Understanding


A large new sculpture has been set up on Ofelia Plads - the long wide concrete pier or mole that runs out from the north side of Skuespilhuset - The Royal Danish Playhouse.

Work No. 2630 Understanding by the British artist Martin Creed was planned to be part of the celebrations in Roskilde for the 50th anniversary of the festival in 2020 where there were to be three giant words with peace and love alongside understanding but, with the pandemic, the festival was cancelled. The plan now is that the sculpture will be moved to Roskilde if the festival can be held in 2021.

The huge letters, outlined in red neon, form a work that is 8 metres high and 15 metres wide and it rotates so at night the reflection of the lettering pans across the water of the harbour.

 

Sankt Hans Aften

Sankt Hans Aften is the celebrations on the evening before the Feast Day of St John the Baptist and, close to the summer solstice and the longest day, is also linked with more ancient legends and beliefs for this is the evening when witches fly to the Broken or Bloksberg in the Harz Mountains - a story that inspired the music known as Night on a Bare Mountain that was composed by Mussirgsky with a later orchestral version by Rimsky-Korsakov.

In Denmark the celebrations open with traditional songs before the bonfire are lit.

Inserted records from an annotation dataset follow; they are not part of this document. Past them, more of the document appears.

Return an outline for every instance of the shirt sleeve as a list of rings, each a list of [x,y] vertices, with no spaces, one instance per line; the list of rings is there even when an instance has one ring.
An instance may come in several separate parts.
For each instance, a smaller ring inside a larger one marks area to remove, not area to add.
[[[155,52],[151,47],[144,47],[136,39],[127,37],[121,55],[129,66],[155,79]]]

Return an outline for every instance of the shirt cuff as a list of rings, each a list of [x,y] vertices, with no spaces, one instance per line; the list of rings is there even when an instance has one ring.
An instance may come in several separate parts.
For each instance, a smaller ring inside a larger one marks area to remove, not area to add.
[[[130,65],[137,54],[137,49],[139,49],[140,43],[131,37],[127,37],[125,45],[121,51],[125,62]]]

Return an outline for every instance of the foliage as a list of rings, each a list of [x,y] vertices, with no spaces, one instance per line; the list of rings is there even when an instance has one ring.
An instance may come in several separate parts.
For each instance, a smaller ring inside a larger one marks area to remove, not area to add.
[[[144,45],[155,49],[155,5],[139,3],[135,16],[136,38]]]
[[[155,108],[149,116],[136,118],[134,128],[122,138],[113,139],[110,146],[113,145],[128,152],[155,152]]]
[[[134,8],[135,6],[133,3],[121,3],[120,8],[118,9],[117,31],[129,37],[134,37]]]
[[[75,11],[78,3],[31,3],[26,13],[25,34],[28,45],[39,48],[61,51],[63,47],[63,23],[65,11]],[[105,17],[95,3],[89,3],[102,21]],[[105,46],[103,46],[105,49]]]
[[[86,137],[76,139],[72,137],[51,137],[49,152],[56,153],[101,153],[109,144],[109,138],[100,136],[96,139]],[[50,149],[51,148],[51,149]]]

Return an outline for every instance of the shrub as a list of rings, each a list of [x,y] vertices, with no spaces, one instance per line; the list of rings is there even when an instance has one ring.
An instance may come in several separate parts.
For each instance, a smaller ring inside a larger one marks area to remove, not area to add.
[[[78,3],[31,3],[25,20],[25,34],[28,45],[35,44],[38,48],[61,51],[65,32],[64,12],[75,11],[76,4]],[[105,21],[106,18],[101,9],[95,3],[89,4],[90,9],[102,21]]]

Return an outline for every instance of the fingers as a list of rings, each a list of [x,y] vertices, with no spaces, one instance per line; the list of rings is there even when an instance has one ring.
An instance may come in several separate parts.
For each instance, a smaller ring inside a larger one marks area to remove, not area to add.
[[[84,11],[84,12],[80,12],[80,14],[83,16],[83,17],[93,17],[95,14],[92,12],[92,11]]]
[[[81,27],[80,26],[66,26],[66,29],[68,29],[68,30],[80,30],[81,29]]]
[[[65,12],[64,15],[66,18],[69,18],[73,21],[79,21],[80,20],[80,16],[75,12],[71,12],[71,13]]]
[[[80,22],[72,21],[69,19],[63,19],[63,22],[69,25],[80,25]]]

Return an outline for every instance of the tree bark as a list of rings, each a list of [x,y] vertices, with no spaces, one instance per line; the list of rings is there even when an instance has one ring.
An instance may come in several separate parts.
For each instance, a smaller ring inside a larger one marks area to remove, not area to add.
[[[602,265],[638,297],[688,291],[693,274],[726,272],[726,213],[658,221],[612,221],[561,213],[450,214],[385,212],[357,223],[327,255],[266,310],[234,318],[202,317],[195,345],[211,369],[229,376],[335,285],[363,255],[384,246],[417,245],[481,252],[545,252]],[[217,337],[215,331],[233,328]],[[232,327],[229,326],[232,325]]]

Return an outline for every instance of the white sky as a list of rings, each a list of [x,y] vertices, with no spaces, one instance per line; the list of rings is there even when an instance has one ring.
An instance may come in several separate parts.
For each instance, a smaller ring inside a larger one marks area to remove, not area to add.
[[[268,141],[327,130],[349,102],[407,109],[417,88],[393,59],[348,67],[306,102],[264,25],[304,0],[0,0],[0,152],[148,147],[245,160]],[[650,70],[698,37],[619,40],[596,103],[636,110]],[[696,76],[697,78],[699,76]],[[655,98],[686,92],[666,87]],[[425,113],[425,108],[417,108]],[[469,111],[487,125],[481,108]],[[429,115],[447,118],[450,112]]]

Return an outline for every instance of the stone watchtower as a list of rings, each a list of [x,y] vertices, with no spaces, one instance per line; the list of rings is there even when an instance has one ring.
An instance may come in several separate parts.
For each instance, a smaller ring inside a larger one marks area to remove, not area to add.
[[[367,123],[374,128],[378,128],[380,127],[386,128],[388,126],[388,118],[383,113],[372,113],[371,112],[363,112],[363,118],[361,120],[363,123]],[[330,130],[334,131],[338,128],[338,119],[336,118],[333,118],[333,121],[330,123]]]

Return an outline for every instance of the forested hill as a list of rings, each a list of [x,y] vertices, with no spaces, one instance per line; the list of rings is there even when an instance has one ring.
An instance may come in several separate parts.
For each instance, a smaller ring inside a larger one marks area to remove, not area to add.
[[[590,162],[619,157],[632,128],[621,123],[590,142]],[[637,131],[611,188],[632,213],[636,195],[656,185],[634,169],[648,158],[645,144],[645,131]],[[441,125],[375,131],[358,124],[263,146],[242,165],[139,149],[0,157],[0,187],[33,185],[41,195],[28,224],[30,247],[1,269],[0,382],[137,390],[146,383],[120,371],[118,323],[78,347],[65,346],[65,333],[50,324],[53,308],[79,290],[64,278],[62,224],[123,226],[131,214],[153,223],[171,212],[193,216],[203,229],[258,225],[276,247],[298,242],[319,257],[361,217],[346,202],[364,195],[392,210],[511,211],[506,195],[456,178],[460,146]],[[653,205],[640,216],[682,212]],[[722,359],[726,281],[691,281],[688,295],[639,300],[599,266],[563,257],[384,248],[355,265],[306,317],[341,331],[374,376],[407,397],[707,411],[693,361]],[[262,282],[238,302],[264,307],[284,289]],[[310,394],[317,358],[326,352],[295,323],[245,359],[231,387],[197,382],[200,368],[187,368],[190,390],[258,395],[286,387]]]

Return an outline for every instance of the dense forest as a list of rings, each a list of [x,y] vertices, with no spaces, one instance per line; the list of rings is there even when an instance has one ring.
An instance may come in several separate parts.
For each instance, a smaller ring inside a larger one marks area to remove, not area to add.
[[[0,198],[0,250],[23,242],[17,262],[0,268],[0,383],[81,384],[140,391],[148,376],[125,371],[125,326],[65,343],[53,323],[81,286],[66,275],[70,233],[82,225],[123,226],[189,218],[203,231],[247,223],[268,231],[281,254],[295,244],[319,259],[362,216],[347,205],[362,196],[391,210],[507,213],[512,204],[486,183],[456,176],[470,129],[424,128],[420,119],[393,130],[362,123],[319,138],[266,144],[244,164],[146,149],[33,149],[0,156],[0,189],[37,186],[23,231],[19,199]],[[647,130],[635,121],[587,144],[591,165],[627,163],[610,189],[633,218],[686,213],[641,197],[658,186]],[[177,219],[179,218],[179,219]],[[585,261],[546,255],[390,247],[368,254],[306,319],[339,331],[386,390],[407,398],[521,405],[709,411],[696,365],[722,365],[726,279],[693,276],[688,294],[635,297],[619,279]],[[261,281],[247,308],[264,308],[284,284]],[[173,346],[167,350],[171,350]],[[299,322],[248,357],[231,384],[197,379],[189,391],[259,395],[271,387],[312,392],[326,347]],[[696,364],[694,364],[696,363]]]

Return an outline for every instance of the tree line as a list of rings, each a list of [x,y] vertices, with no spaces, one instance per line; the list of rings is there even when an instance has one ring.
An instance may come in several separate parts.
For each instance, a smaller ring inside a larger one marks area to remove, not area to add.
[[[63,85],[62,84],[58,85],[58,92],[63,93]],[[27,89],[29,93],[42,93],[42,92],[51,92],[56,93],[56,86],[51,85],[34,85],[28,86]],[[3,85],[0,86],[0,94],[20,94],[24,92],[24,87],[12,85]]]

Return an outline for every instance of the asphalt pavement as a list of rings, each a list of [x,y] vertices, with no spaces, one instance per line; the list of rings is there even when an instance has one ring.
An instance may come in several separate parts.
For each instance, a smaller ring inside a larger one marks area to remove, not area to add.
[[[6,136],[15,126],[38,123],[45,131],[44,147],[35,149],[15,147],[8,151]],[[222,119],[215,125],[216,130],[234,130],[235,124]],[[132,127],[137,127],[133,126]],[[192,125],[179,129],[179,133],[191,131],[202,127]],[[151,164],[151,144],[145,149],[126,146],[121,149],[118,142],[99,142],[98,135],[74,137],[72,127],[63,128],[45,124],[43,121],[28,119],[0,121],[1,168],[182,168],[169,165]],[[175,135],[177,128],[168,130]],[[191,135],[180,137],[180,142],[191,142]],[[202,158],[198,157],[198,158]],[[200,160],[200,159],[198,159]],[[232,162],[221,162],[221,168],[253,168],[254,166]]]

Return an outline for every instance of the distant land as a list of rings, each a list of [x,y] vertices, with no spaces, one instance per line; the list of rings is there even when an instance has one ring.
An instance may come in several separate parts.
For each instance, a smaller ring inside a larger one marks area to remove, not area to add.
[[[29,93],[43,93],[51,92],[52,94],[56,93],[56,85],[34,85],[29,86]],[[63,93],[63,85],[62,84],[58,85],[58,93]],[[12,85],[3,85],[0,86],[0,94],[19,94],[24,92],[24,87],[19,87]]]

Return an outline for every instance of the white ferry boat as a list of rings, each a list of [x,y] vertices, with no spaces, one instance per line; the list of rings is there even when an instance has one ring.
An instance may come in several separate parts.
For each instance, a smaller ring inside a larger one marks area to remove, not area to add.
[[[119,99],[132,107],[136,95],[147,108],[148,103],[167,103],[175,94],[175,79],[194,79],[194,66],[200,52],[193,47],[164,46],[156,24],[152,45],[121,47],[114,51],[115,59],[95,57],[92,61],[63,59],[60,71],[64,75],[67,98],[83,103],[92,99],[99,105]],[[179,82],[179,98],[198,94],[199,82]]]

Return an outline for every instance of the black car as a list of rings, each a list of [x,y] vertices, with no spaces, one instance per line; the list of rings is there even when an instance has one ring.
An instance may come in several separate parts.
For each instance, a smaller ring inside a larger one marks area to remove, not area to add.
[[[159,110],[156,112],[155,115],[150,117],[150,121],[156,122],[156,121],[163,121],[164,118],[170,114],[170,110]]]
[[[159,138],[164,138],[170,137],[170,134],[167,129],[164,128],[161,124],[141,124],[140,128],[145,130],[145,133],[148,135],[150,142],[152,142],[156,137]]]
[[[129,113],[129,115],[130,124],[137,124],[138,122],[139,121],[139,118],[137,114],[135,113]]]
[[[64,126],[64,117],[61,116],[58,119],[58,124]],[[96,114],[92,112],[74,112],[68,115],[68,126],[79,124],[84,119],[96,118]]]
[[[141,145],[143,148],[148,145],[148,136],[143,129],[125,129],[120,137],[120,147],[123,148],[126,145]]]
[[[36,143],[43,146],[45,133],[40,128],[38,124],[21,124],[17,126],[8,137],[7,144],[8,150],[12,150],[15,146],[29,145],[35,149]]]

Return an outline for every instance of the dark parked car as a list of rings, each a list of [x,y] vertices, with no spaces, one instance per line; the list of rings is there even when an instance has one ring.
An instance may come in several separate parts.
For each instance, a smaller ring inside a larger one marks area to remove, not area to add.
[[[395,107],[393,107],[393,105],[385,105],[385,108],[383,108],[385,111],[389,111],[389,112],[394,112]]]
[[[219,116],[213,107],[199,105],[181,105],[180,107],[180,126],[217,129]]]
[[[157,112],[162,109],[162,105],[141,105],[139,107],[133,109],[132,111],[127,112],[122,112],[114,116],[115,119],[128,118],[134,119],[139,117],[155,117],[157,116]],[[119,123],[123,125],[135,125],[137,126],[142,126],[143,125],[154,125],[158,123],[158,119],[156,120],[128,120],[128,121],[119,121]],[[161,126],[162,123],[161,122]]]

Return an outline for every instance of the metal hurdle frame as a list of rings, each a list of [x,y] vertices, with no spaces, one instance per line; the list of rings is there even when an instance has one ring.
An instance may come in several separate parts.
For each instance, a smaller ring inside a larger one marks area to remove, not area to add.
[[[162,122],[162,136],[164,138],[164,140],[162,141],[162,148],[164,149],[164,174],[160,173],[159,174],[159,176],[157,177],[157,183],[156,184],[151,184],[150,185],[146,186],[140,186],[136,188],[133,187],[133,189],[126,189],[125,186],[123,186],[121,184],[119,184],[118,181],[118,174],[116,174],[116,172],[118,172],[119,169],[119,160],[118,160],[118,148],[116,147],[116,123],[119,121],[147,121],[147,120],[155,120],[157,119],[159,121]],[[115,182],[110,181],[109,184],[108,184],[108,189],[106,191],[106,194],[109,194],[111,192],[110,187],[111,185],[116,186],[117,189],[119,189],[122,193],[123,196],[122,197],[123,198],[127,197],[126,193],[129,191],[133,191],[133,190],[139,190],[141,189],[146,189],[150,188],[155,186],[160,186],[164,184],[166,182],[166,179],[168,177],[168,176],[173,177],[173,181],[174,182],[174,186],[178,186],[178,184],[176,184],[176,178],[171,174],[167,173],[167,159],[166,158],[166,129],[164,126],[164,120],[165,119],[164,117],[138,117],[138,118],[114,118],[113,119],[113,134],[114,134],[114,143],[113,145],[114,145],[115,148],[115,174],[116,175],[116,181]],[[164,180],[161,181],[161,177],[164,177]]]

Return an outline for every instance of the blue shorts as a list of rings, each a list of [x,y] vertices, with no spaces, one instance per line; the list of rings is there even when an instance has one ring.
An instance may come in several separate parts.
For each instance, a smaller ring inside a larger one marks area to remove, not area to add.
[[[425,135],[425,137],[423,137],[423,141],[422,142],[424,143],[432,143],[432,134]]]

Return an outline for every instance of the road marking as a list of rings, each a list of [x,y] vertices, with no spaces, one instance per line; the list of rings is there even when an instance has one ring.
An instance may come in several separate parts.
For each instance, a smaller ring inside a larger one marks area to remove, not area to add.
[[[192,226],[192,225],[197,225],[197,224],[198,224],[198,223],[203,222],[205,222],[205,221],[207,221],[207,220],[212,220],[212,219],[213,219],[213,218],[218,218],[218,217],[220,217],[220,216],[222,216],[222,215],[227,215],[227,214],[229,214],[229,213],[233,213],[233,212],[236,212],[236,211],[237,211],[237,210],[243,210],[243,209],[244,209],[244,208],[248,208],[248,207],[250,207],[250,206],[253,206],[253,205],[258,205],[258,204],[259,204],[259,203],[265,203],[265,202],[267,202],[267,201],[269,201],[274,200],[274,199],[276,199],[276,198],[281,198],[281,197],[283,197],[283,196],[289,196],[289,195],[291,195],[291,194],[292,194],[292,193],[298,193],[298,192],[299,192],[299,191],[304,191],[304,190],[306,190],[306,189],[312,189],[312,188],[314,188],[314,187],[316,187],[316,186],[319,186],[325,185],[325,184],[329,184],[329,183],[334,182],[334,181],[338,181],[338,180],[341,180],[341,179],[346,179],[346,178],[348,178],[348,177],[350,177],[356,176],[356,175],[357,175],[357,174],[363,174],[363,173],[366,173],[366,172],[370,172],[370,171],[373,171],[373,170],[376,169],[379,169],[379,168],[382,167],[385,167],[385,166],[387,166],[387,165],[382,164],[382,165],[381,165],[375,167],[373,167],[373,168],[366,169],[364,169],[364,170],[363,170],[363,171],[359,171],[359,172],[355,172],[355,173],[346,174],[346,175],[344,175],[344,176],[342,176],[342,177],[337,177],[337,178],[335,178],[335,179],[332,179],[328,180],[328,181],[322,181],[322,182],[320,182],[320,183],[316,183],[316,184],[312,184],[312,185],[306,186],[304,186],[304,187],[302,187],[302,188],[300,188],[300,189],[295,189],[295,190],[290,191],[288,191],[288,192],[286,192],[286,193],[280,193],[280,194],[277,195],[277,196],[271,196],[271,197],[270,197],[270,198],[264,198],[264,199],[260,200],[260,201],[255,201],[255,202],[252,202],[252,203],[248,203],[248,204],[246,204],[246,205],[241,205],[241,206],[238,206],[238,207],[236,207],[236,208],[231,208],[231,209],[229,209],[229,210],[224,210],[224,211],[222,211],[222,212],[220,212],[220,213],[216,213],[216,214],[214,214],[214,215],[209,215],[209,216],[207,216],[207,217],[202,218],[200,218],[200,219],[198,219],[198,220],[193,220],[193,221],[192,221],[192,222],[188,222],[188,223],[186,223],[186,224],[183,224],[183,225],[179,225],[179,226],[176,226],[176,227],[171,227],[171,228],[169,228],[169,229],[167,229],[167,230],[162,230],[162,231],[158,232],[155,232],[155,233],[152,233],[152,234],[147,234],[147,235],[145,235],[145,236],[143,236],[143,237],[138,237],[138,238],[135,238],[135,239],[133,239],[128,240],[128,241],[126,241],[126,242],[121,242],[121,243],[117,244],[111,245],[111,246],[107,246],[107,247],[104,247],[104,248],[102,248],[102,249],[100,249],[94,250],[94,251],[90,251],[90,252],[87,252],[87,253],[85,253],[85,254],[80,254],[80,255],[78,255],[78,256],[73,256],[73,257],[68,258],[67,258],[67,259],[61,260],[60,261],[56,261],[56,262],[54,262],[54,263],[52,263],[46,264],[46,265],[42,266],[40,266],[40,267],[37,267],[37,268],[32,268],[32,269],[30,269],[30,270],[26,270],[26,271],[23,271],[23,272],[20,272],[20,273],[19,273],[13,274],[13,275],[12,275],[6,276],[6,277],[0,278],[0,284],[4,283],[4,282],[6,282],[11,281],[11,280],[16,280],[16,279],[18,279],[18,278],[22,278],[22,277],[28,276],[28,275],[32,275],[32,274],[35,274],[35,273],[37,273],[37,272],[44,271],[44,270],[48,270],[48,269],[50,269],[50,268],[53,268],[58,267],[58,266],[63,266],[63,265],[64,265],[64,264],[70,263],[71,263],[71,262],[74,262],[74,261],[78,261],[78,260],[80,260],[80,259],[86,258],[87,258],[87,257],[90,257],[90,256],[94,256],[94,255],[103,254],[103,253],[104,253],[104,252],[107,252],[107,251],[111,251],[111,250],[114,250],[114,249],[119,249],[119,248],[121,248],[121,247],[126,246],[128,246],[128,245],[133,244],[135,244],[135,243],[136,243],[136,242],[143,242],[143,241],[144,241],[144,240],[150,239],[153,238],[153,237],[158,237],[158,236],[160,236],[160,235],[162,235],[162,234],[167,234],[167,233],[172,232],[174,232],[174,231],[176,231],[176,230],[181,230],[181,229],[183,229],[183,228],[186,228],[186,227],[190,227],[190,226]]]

Not much to do with architecture and planning …….. or rather this is a brilliant example that shows where city planning has to create public spaces that can be a venue and can cope with events like this that attract huge crowds.

Ofelia Plads - the relatively new public space immediately north of the National Theatre and across the harbour from the Opera House - can accommodate surprisingly large crowds and with plenty of room for food stalls and with good access …. there is plenty of parking spaces for cars below the wharf and for public transport, the quayside is at the end of a bus route that terminates at the end of Sankt Annæ Plads and there is a stop for the harbour ferry just the other side of the theatre …… oh and there is plenty of water if the bonfire should take on a life of its own.

The floating bonfires at the end of Nyhavn and at Ofelia Plads on the Eve of Sankt Hans.

journey to the pier’s end

There is a light and sound installation on the recently completed public space of Ofelia Plads immediately north of the theatre and across the harbour from the opera house in Copenhagen. It is by the collective Obscura Vertigo with a soundtrack by the sound designer Peter Albrechtsen. Pulses of light respond to the movement of people as they walk along the pier through the line of forty triangles.

Continues until 5 March.

Ofelia Plads

 

looking north across the new pier or plads from the theatre with the Admiral Hotel beyond a dock basin 

Work on Ofelia Plads - a large, new public space in Copenhagen - has just been completed. 

To the north of the Skuespilhuset (Royal Danish Theatre or Playhouse) there was a 19th-century staithe or pier that was constructed parallel to the shore with a basin, Kvæsthusbassinet, and a wharf with a large brick warehouse, now the Admiral Hotel, on the west side and the main channel of the harbour to its east. Most recently it was used as the dock for ferries to and from Oslo and to and from the Baltic islands and ports.

In an ambitious and extensive engineering project that has just been completed, the pier has been excavated or hollowed out to create a large car park that has three levels below ground - or, perhaps it’s more important to point out, there are three levels below water level in the harbour - and the surface was then reinstated with a number of simple, small, low, new, metal-clad structures for staircase entrances to the parking levels and ventilation systems.

This hardly sounds devastating or dramatic in terms of city architecture but it actually shows Danish engineering design and urban planning at its very best - very, very well thought through; carefully and efficiently executed and with no attempt or need to show, in any flashy way, just how much money was spent. In fact the project was a gift to the city through a collaboration between the Ministry of Culture and Realdania.